Later on, you may even get someone who “just wants to run a function” (well, you’ll definitely get people who want this on behalf of others, I’ve had fewer ask for this for themselves), and doesn’t even care about the transient state and dependency management provided by the service abstraction, leading you to roll out a lambda (in the AWS Lambda or Google Cloud Functions sense) platform.
This layering effect allows platform builders to build opinonated infrastructure, while empowering their users to make the tradeoff between taking on more accidental complexity versus gaining the degree of control they want for their specific project. If you need persistent local disk storage, go ahead and pierce all the way down to the VM layer, but you’ll avoid a lot of accidental complexity if you can just use a stateless service.
This is a pretty obvious approach, look at the various cloud providers, but I think we often forget it when operating internally, and end up building overly opinionated solutions that age poorly (easily by not solving enough of users needs, or by taking on so many features that they become unmaintainable). Aging well is critical to quality infrastructure, because each system that is aging poorly reduces our ability to invest towards the future.
Some circumstances reasonably preclude building good infrastructure but when you do get the chance, build layers which compose together into a complete solution, rather than trying to have any given layer do everything for everyone.
A few more examples where you could apply this approach:
Storage. You might want to offer an eventually consistent key-value store which supports active-active replication across many regions, and then provide another offering which is strongly consistent but with reduced replication or availability properties.

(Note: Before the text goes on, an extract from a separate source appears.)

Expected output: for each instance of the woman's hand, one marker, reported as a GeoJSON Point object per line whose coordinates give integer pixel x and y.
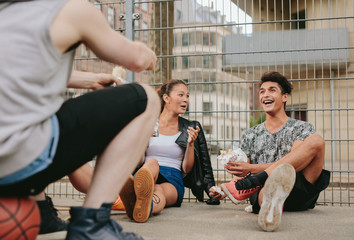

Load balancing. 90% applications can get away with very naive round-robin load balancing, and 90% of the remaining 10% can get away with least-conn based routing, but a few need something more bespoke (hashing on a key for increased data locality, etc). By decoupling the control and data plane, you can allow the vast majority of applications to use load balancer directly, but allow the edge cases to directly communicate with the control plane and implement routing themselves.